Since MRSA and MSSA have demonstrated different sensitivities with earlier generations of rapid agglutination kits, the aim was that at least one-third of the S. aureus isolates included in the evaluation would be methicillin resistant. Two of the three centers, however, were located in countries (Switzerland and The Netherlands) where the prevalence of MRSA is still low (3). Centers were therefore allowed to add MRSA isolates from frozen collections. Eventually, 90 (52.6%) of the 171 MRSA isolates were fresh clinical isolates. As expected, the centers in Switzerland and The Netherlands needed additional frozen isolates. These frozen isolates had to be isolated in recent years. In Zurich, 39 MRSA isolates from the collection of the Division of Infectious Diseases and Hospital Epidemiology, Department of Medicine, University Hospital Zurich, Zurich, Switzerland, were additionally tested. In Tilburg, 42 MRSA isolates from the strain collection of RIVM, Bilthoven, The Netherlands, were tested. From the RIVM collection isolates with different phage types were selected. Most of the MRSA strains in this collection are recovered from patients who have been hospitalized in other countries, so this collection is considered to reflect MRSA strains from throughout the world, mostly Europe (16).
Most of the CoNS with false-positive test results in this evaluation were S. lugdunensis, S. schleiferi, or S. haemolyticus isolates (Table 2). S. lugdunensis and S. schleiferi produce clumping factor and can therefore give positive results in latex agglutination tests that detect clumping factor (7). S. haemolyticus has been reported in other studies to give false positive results. This is probably due to the production of type 8 capsular polysaccharide, which is detected by some latex agglutination tests (2, 5, 17).
In this study the Staphaurex Plus had significantly more positive results among S. lugdunensis isolates than the other two tests (P < 0.05) (Table 2). An earlier study, performed at the laboratory in Zurich, showed that the Staphaurex Plus, combined with a negative result in the tube coagulase test, could in fact be used to detect clumping factor-positive S. lugdunensis (18).

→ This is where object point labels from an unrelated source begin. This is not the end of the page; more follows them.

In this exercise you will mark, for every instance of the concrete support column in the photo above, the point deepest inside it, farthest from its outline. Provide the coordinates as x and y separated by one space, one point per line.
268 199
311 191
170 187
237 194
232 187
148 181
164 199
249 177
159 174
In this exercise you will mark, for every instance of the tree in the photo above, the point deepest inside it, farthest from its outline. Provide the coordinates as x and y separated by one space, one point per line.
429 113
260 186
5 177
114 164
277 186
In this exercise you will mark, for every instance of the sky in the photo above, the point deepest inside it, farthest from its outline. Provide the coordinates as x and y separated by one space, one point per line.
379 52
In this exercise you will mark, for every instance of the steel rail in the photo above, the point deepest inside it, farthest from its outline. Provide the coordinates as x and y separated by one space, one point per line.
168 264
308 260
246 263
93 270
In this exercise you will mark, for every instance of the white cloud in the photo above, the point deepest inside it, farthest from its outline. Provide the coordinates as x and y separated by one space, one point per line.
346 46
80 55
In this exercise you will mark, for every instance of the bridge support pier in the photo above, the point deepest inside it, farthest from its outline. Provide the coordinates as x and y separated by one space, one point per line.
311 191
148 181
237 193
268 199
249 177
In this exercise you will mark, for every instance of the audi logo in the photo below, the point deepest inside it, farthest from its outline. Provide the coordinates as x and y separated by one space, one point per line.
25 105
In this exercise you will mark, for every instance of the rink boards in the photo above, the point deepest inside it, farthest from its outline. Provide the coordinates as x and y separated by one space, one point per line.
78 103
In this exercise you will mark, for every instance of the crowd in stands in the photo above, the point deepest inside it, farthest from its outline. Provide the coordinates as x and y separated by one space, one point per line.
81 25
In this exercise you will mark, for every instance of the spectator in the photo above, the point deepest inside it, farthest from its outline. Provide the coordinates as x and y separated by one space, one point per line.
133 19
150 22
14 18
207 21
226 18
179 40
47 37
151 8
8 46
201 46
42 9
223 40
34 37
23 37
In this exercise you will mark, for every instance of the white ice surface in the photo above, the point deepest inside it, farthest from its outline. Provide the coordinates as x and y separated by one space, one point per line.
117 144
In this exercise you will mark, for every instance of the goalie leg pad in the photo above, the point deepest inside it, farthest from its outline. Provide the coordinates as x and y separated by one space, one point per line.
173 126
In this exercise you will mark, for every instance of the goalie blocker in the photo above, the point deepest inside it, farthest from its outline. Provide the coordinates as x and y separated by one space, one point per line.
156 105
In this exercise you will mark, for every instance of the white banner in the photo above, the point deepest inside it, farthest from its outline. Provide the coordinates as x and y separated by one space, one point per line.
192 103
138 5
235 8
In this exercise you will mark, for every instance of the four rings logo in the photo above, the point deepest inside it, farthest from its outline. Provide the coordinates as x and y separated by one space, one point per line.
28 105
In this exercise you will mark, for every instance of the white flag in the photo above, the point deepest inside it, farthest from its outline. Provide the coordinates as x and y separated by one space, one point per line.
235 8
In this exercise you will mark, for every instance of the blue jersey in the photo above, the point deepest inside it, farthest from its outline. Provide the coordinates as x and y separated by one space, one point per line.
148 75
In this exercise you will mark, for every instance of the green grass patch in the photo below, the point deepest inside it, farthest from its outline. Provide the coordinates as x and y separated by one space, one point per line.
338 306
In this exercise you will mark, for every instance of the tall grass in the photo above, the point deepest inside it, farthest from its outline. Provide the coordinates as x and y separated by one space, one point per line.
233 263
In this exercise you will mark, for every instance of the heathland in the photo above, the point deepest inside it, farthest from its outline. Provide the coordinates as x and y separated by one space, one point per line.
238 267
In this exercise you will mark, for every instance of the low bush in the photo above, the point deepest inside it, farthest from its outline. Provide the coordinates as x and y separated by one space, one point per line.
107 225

The Slidex Staph Plus test seems to have overcome the problem of false-positive results for CoNS species, resulting in very high specificity, which in fact was not statistically different from that of the tube coagulase test.
The emergence of methicillin resistance in S. aureus has forced clinical microbiology laboratories to institute accurate and rapid detection methods. Recently, a reliable rapid slide latex agglutination test for detection of methicillin resistance in S. aureus, the MRSA Screen test (Denka Seiken Co., Ltd.) has been introduced. Since this test is based on the detection of PBP 2a, which is also the mechanism for methicillin resistance in CoNS, simultaneous reliable and rapid identification of the tested strain is necessary for optimal use of this rapid test (16). The Slidex Staph Plus is a valuable test for the rapid identification of S. aureus.
ACKNOWLEDGMENTS
We thank Vera Kaspar, Chantal Nervi, Martine Rougier, Myriam Vermeeren, and Piet Willemse for excellent technical assistance; Nan van Leeuwen and Max Heck from the National Institute of Public Health and Environmental Protection (RIVM), Bilthoven, The Netherlands, for permission to use the MRSA strain collection; and C. Ruef for supplying MRSA isolates from the collection of the Division of Infectious Diseases and Hospital Epidemiology, University Hospital Zurich, Zurich, Switzerland.
This study was supported by bioMérieux, Marcy-l'Etoile, France.